There are many chemical compounds in nature that function to create specific innate responses between members of the same species. These compounds are known as pheromones. Science has demonstrated that pheromones exist in the majority of life forms, from most vertebrates and insects to even the lowest forms of fungi, slime molds, and algae according to Buy-pheromones.org’s 2014 Pheromones.
The use of pheromones ranges from formation of social groups to coupling behaviors. Many species use them to mark territorial boundaries, trails to resources, locations of danger, and also to encourage proper maturing of young. Of primary interest, however, are sexual pheromones that alter the attraction level of females to males, males to females, and sync females in fertility cycles.
In insects, the earliest studies back in the 1950′s demonstrated that the female silkworm month secretes the chemical bombykol to attract male silkworm months in order to mate. Copepods are another animal that uses pheromones set down by the female to attract males to her. In fact, in nature, the majority of sexual attractant chemicals are created by the female of the species as stated here.
Nature studies indicate that there is a division between the types of chemical signals released by each gender. Females tend to trigger sex, epideictic (or avoidance), nursing, and similar young rearing functions. Males tend to trigger aggregation or social behaviors, convey personal species-specific information, and other tasks that may require both genders working together.

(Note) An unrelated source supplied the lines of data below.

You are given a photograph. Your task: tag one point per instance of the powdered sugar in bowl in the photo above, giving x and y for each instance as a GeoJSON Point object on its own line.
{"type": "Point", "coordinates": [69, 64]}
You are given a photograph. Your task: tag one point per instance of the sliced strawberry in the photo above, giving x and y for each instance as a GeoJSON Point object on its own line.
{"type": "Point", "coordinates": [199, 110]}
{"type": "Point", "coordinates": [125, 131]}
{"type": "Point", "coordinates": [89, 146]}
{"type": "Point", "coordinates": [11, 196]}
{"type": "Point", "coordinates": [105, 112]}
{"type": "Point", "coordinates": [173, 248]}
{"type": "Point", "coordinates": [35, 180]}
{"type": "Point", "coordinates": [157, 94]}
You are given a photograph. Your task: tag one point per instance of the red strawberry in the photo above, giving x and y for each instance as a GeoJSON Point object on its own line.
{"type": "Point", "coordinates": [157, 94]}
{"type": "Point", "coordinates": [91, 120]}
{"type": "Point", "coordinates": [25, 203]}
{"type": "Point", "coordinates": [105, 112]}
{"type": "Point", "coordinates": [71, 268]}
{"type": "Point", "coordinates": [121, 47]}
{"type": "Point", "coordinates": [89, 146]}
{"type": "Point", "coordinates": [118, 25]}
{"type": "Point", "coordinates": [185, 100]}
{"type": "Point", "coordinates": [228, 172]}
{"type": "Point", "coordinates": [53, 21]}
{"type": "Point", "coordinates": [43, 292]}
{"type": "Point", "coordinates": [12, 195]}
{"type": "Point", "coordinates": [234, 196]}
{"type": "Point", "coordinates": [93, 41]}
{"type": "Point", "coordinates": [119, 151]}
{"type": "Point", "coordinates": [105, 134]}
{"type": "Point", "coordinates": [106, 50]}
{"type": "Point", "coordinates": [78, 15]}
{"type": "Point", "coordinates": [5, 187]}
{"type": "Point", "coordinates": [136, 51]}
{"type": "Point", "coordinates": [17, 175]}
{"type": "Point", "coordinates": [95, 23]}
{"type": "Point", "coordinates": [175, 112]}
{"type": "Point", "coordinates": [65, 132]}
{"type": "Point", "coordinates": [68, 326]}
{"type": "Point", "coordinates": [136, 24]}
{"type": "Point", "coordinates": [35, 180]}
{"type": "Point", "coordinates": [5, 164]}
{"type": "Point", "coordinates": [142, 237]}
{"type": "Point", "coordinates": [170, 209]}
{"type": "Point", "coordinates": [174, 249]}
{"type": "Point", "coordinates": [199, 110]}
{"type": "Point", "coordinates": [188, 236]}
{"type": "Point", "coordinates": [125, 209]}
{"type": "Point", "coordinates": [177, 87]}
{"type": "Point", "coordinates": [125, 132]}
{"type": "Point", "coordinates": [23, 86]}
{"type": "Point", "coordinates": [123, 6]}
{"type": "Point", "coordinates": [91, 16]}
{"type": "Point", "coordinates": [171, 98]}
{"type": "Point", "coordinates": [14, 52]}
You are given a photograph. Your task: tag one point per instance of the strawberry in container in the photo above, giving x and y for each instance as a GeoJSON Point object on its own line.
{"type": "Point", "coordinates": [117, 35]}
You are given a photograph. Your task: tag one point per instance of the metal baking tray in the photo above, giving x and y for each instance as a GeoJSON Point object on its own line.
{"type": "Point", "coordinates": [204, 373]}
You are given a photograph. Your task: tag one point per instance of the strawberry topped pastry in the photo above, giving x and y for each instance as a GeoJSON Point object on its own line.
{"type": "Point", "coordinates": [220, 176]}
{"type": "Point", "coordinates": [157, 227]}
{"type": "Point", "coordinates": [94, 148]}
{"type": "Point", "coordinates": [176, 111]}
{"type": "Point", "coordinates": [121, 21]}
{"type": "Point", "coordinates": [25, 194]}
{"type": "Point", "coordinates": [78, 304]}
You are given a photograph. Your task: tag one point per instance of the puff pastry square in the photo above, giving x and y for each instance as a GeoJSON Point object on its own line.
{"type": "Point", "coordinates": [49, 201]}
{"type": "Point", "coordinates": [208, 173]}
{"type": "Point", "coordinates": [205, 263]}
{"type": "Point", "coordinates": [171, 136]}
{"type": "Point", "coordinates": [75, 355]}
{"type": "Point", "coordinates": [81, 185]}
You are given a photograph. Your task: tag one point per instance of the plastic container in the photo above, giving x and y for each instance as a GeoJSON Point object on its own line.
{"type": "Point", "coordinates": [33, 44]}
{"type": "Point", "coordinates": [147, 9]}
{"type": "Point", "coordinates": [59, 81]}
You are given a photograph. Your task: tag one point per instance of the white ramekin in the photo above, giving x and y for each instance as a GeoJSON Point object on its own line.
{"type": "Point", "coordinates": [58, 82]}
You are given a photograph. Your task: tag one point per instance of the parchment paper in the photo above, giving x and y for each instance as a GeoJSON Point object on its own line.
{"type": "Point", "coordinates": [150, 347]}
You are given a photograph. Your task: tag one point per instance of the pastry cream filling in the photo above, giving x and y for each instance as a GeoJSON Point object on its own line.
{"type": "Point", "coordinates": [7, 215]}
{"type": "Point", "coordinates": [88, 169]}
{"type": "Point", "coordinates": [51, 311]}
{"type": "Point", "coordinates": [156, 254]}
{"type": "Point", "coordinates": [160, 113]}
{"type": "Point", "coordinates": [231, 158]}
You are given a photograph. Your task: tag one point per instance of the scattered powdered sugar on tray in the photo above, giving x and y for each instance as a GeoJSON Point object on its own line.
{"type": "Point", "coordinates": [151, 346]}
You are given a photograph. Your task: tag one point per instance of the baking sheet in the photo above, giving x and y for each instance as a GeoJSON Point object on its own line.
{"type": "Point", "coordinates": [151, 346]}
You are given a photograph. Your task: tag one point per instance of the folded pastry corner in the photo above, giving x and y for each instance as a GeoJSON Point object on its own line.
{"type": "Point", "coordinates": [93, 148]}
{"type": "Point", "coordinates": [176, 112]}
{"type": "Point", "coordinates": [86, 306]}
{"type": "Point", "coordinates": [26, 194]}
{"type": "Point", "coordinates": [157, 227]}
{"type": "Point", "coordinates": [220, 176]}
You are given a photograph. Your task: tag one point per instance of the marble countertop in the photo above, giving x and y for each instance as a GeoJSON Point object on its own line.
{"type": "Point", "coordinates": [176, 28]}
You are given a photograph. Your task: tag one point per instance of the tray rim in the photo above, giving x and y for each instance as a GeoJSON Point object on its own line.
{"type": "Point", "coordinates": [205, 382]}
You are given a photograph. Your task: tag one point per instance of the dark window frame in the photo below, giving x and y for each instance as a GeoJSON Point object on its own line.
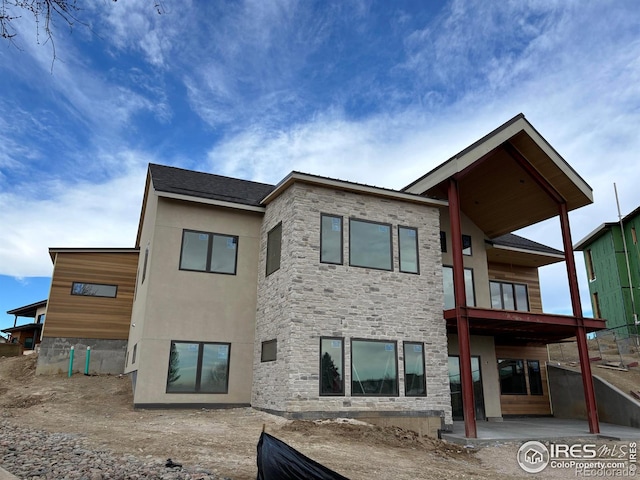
{"type": "Point", "coordinates": [514, 294]}
{"type": "Point", "coordinates": [210, 241]}
{"type": "Point", "coordinates": [372, 222]}
{"type": "Point", "coordinates": [271, 358]}
{"type": "Point", "coordinates": [424, 369]}
{"type": "Point", "coordinates": [397, 379]}
{"type": "Point", "coordinates": [199, 368]}
{"type": "Point", "coordinates": [270, 260]}
{"type": "Point", "coordinates": [523, 374]}
{"type": "Point", "coordinates": [342, 380]}
{"type": "Point", "coordinates": [73, 284]}
{"type": "Point", "coordinates": [415, 230]}
{"type": "Point", "coordinates": [341, 218]}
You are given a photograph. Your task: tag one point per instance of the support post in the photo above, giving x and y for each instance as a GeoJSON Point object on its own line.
{"type": "Point", "coordinates": [581, 333]}
{"type": "Point", "coordinates": [462, 321]}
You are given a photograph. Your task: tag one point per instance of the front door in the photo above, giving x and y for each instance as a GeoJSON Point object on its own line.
{"type": "Point", "coordinates": [455, 385]}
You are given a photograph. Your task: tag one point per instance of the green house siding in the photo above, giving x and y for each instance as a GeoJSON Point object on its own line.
{"type": "Point", "coordinates": [610, 284]}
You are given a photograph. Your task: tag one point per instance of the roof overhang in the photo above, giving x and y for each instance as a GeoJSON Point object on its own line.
{"type": "Point", "coordinates": [28, 310]}
{"type": "Point", "coordinates": [526, 328]}
{"type": "Point", "coordinates": [499, 180]}
{"type": "Point", "coordinates": [519, 256]}
{"type": "Point", "coordinates": [297, 177]}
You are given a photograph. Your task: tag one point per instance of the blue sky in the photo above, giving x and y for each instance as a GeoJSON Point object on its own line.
{"type": "Point", "coordinates": [372, 92]}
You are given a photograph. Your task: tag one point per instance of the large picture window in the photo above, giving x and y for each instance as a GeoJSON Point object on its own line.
{"type": "Point", "coordinates": [414, 379]}
{"type": "Point", "coordinates": [370, 244]}
{"type": "Point", "coordinates": [374, 368]}
{"type": "Point", "coordinates": [209, 252]}
{"type": "Point", "coordinates": [408, 249]}
{"type": "Point", "coordinates": [331, 239]}
{"type": "Point", "coordinates": [94, 290]}
{"type": "Point", "coordinates": [274, 246]}
{"type": "Point", "coordinates": [509, 296]}
{"type": "Point", "coordinates": [447, 284]}
{"type": "Point", "coordinates": [198, 367]}
{"type": "Point", "coordinates": [331, 366]}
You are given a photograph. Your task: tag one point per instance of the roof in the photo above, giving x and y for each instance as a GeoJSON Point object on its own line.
{"type": "Point", "coordinates": [207, 185]}
{"type": "Point", "coordinates": [516, 250]}
{"type": "Point", "coordinates": [28, 310]}
{"type": "Point", "coordinates": [28, 326]}
{"type": "Point", "coordinates": [299, 177]}
{"type": "Point", "coordinates": [602, 229]}
{"type": "Point", "coordinates": [507, 180]}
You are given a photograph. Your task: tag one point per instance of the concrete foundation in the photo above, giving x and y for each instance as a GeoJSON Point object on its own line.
{"type": "Point", "coordinates": [107, 356]}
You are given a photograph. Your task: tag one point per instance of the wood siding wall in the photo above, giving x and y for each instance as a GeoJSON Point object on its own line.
{"type": "Point", "coordinates": [526, 404]}
{"type": "Point", "coordinates": [515, 274]}
{"type": "Point", "coordinates": [77, 316]}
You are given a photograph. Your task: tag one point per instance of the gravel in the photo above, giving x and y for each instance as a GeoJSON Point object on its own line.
{"type": "Point", "coordinates": [29, 454]}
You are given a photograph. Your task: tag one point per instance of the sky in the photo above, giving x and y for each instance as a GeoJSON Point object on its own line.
{"type": "Point", "coordinates": [373, 92]}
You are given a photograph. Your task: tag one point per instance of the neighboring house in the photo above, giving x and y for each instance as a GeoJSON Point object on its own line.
{"type": "Point", "coordinates": [89, 305]}
{"type": "Point", "coordinates": [320, 297]}
{"type": "Point", "coordinates": [612, 295]}
{"type": "Point", "coordinates": [28, 334]}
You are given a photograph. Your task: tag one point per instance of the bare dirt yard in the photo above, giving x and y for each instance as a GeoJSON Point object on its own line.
{"type": "Point", "coordinates": [99, 409]}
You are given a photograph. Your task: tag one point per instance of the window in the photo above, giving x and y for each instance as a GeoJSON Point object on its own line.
{"type": "Point", "coordinates": [146, 260]}
{"type": "Point", "coordinates": [408, 249]}
{"type": "Point", "coordinates": [414, 379]}
{"type": "Point", "coordinates": [535, 379]}
{"type": "Point", "coordinates": [94, 290]}
{"type": "Point", "coordinates": [374, 368]}
{"type": "Point", "coordinates": [274, 246]}
{"type": "Point", "coordinates": [208, 252]}
{"type": "Point", "coordinates": [447, 281]}
{"type": "Point", "coordinates": [591, 273]}
{"type": "Point", "coordinates": [269, 351]}
{"type": "Point", "coordinates": [330, 239]}
{"type": "Point", "coordinates": [509, 296]}
{"type": "Point", "coordinates": [198, 367]}
{"type": "Point", "coordinates": [331, 366]}
{"type": "Point", "coordinates": [370, 244]}
{"type": "Point", "coordinates": [512, 377]}
{"type": "Point", "coordinates": [466, 245]}
{"type": "Point", "coordinates": [443, 242]}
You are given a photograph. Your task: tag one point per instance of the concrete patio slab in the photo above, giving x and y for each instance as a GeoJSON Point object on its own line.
{"type": "Point", "coordinates": [541, 429]}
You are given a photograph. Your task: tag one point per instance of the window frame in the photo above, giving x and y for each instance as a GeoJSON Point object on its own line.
{"type": "Point", "coordinates": [198, 375]}
{"type": "Point", "coordinates": [341, 218]}
{"type": "Point", "coordinates": [397, 379]}
{"type": "Point", "coordinates": [417, 250]}
{"type": "Point", "coordinates": [263, 357]}
{"type": "Point", "coordinates": [210, 252]}
{"type": "Point", "coordinates": [513, 286]}
{"type": "Point", "coordinates": [270, 260]}
{"type": "Point", "coordinates": [424, 369]}
{"type": "Point", "coordinates": [115, 293]}
{"type": "Point", "coordinates": [351, 249]}
{"type": "Point", "coordinates": [342, 358]}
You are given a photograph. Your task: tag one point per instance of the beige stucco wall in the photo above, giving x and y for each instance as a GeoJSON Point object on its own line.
{"type": "Point", "coordinates": [484, 347]}
{"type": "Point", "coordinates": [477, 260]}
{"type": "Point", "coordinates": [196, 306]}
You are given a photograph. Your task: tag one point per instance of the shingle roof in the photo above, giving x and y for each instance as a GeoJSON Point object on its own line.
{"type": "Point", "coordinates": [208, 185]}
{"type": "Point", "coordinates": [516, 241]}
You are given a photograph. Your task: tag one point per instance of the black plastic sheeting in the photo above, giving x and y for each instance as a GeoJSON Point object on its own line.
{"type": "Point", "coordinates": [279, 461]}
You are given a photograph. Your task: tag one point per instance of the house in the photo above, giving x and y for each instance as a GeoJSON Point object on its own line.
{"type": "Point", "coordinates": [612, 260]}
{"type": "Point", "coordinates": [320, 297]}
{"type": "Point", "coordinates": [28, 334]}
{"type": "Point", "coordinates": [89, 306]}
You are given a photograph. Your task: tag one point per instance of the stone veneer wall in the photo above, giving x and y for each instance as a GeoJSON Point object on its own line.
{"type": "Point", "coordinates": [305, 300]}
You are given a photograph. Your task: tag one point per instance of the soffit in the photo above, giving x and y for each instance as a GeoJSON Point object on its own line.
{"type": "Point", "coordinates": [496, 192]}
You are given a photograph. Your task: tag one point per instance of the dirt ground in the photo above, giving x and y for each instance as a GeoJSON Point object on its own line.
{"type": "Point", "coordinates": [224, 441]}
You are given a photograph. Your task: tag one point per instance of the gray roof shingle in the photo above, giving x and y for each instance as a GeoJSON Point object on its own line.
{"type": "Point", "coordinates": [208, 185]}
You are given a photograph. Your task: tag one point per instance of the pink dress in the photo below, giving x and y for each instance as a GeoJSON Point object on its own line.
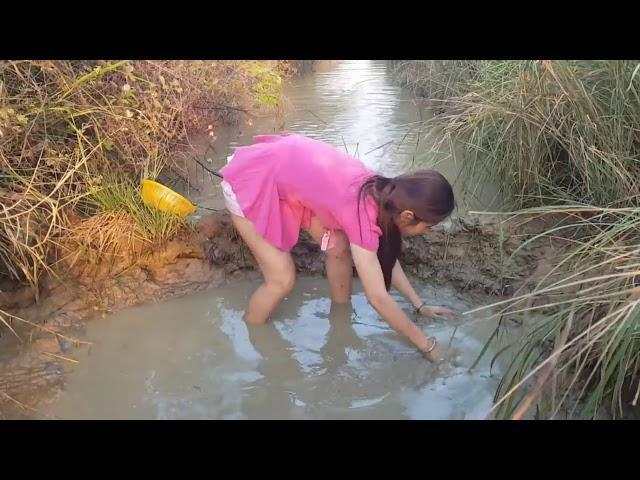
{"type": "Point", "coordinates": [283, 181]}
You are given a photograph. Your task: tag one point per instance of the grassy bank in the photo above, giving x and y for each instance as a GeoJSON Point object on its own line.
{"type": "Point", "coordinates": [76, 137]}
{"type": "Point", "coordinates": [562, 138]}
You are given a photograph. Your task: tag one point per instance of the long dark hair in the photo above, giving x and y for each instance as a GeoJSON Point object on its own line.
{"type": "Point", "coordinates": [426, 193]}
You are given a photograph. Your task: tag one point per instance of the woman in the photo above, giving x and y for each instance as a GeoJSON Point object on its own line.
{"type": "Point", "coordinates": [283, 184]}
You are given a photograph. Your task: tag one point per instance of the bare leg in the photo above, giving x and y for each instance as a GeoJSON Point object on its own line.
{"type": "Point", "coordinates": [339, 263]}
{"type": "Point", "coordinates": [277, 268]}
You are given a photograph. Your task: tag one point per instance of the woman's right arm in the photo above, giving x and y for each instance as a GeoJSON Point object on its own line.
{"type": "Point", "coordinates": [370, 273]}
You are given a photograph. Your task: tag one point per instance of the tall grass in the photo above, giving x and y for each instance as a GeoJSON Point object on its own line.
{"type": "Point", "coordinates": [64, 125]}
{"type": "Point", "coordinates": [561, 137]}
{"type": "Point", "coordinates": [551, 131]}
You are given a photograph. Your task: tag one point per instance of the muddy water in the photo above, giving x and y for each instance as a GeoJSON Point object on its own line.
{"type": "Point", "coordinates": [357, 106]}
{"type": "Point", "coordinates": [194, 358]}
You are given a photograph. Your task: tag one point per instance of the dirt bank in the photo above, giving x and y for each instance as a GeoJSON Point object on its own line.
{"type": "Point", "coordinates": [467, 257]}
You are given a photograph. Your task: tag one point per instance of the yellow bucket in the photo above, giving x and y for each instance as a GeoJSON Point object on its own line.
{"type": "Point", "coordinates": [163, 198]}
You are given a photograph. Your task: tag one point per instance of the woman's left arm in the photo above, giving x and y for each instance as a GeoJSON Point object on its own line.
{"type": "Point", "coordinates": [400, 282]}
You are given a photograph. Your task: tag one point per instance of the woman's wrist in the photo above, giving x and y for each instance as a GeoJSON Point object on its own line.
{"type": "Point", "coordinates": [420, 307]}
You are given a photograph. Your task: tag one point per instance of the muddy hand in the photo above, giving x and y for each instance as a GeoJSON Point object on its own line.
{"type": "Point", "coordinates": [437, 312]}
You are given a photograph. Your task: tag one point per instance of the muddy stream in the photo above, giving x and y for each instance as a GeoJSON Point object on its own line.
{"type": "Point", "coordinates": [194, 358]}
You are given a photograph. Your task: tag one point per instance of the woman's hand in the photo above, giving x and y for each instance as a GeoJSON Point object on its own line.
{"type": "Point", "coordinates": [436, 312]}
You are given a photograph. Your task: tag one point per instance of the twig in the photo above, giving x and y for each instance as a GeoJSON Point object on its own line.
{"type": "Point", "coordinates": [544, 374]}
{"type": "Point", "coordinates": [218, 106]}
{"type": "Point", "coordinates": [207, 168]}
{"type": "Point", "coordinates": [20, 404]}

The primary use for pheromones in higher animals appears to be the signal of a female ready to breed. In pig populations, a male pheromone spray is used to see which sows are ready for mating by watching their response to the chemical. Because these chemical signals have such a strong role in social settings, it stands to reason that where dominance and pecking order is concerned, that there would be some kind of pheromones playing a role according to Pheromones Planet.
Humans, logically, should have pheromones. The issue has not really been if these chemical signals are produced by the body, but rather if the body has some way of detecting them. The majority of mammals have a developed vomeronasal organ, which is actually present in development of the fetus in humans. This organ is atrophied or non-existent in adults however, which has caused disputes among the scientific community. More recently, a second type of receptor was located. This olfactory epithelium is present in humans, and may be how human pheromones are detected.
Regardless, there are enough examples and studies to show that in nature, pheromones do exist. Humans, as mammals, should respond to them. Several studies indicate tantalizing clues that they indeed do, for a number of sexually related functions. Just about any group of women working or living together has experienced the synchronization of their menstrual cycles. This is one aspect of these chemicals in action. A related study shows that males can help regulate those cycles and make them more consistent. These chemicals can be used to attract others, and it has been shown that there are differences in brain activity and hormone response to various pheromone signals.